草木染めの作業は、精練(せいれん)→濃染(のうせん)→煮出し→染め→媒染(ばいせん)の順で行います。今回の教室では「染め」から体験。媒染とは色素を定着させる工程のことで、今回はミョウバン(アルミ)を使用しました。植物そのものの色を出すにはミョウバンを使うのが最適 なのだそうです。
結果は何色?ゆずの無限の可能性
では問題の答えです。正解は「黄色」。
「やっぱり!」という方もいるかもしれませんが、緑色の枝や葉の内部に、ゆずの果実の源となる色が隠れているって自然の神秘に思えてきます。
ゆずの枝を材料にした染め物が初めてだった髙橋さんらにとって、これほどの「黄色」になるとは思いもよらなかったそうです。(媒染液によって色が変わります)
一般的な草木染めに対し、ゆずの場合はより多くの枝や葉を使うのだとか。
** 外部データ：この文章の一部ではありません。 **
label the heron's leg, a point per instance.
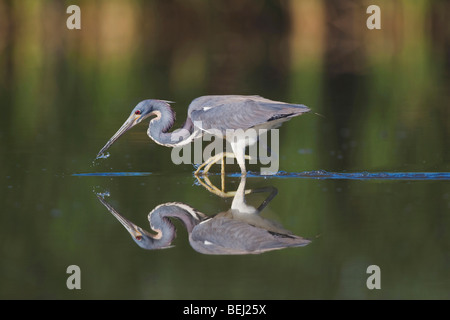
(216, 158)
(239, 151)
(207, 162)
(213, 189)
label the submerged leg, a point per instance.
(219, 157)
(213, 189)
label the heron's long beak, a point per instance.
(130, 226)
(131, 122)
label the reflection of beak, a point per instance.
(130, 226)
(130, 123)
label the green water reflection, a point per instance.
(382, 94)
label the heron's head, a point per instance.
(142, 238)
(143, 110)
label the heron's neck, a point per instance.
(159, 127)
(159, 217)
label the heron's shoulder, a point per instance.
(212, 101)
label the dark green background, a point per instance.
(383, 97)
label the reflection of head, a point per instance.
(240, 230)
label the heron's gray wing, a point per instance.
(240, 112)
(231, 236)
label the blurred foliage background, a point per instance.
(383, 96)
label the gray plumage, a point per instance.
(241, 112)
(218, 115)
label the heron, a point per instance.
(215, 114)
(240, 230)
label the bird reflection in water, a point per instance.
(240, 230)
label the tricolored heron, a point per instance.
(211, 114)
(240, 230)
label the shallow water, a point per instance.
(367, 182)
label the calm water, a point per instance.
(367, 182)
色素が薄すぎても濃すぎても素材の持ち味を出せません。今回の枝葉の分量は、何度も失敗したことで成し得たお二人の情熱の賜物でもあります。
講師の髙橋さんから「ゆずの草木染めのいいところは、まず香りです。そして肌が荒れずにしっとりするんです。他の草木染めでは肌がカサカサしがちなので」とお聞きしました。生地にはゆずの保湿成分が入っているということで、肌にとっても優しそうですね。
また、堀越さんからは「こんなに黄色になるとは正直びっくりしました。模様も一人ひとり違うし、媒染に使う金属の種類によっても全く違う色合いになるんです。今回の挑戦は今後に生かせそうです」という言葉をいただきました。
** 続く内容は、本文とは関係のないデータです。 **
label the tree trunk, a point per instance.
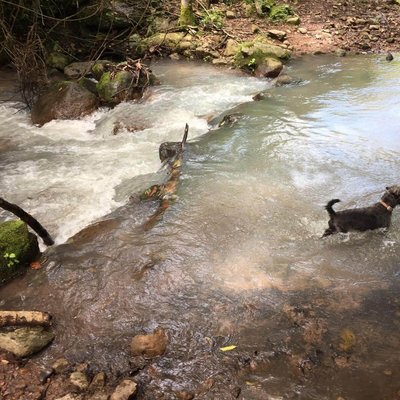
(10, 318)
(186, 16)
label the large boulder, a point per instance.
(24, 342)
(18, 247)
(63, 100)
(251, 55)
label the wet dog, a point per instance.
(363, 219)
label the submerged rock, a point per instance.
(125, 390)
(63, 100)
(152, 345)
(18, 247)
(24, 342)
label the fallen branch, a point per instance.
(10, 318)
(28, 219)
(170, 155)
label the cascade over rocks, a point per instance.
(63, 100)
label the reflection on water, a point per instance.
(238, 258)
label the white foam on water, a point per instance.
(65, 173)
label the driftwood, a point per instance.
(10, 318)
(171, 154)
(28, 219)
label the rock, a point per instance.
(64, 100)
(99, 68)
(276, 34)
(252, 54)
(98, 381)
(60, 365)
(389, 57)
(293, 20)
(231, 48)
(78, 69)
(79, 379)
(18, 247)
(70, 396)
(280, 13)
(152, 345)
(57, 60)
(283, 79)
(347, 340)
(24, 342)
(340, 52)
(45, 374)
(269, 68)
(125, 390)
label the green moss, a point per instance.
(15, 239)
(186, 16)
(280, 12)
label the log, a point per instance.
(28, 219)
(10, 318)
(171, 155)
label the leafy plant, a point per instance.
(212, 18)
(11, 259)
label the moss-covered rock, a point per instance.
(251, 55)
(57, 60)
(18, 247)
(281, 12)
(186, 16)
(263, 7)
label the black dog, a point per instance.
(363, 219)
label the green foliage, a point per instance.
(212, 18)
(10, 259)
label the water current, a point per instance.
(237, 259)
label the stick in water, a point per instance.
(28, 219)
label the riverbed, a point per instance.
(238, 258)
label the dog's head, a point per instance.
(394, 191)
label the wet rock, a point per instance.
(269, 68)
(284, 79)
(389, 57)
(64, 100)
(98, 381)
(79, 380)
(45, 374)
(70, 396)
(347, 340)
(125, 390)
(293, 20)
(60, 365)
(24, 342)
(276, 34)
(18, 247)
(231, 48)
(57, 60)
(152, 345)
(184, 395)
(78, 69)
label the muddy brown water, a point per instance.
(237, 259)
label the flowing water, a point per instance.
(237, 259)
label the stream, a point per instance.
(238, 258)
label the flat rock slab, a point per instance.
(24, 342)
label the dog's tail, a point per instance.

目(色)で楽しみ、鼻(香り)で心地よい気分になれるなんて、ゆずの可能性は無限大なのだと感じてしまいます。
(一番左:堀越真由さん)
お子さんと一緒に参加したママからは「この布でお弁当を包むのが楽しみ!」「ハンカチや三角巾にして使うのも可愛くていいかも~」などの声も。親子でお揃いアイテムにしてもいいですね。爽やかな黄色が春の陽だまりのようで気分もルンルンしてきそうです。
参加した方々とゆず茶を飲み和気あいあいと過ごした時間。そして、ゆずと草木染めでつながる縁。一緒に作った楽しい思い出と共に、皆さんの心をあったかく染めているようでした。
もしまたこのような機会があったら、あなただけの「世界で1つだけの作品」を作ってみてほしいです。髙橋さん、堀越さん、そして「北限のゆず研究会」の皆様、一期一会の出会いをありがとうございました。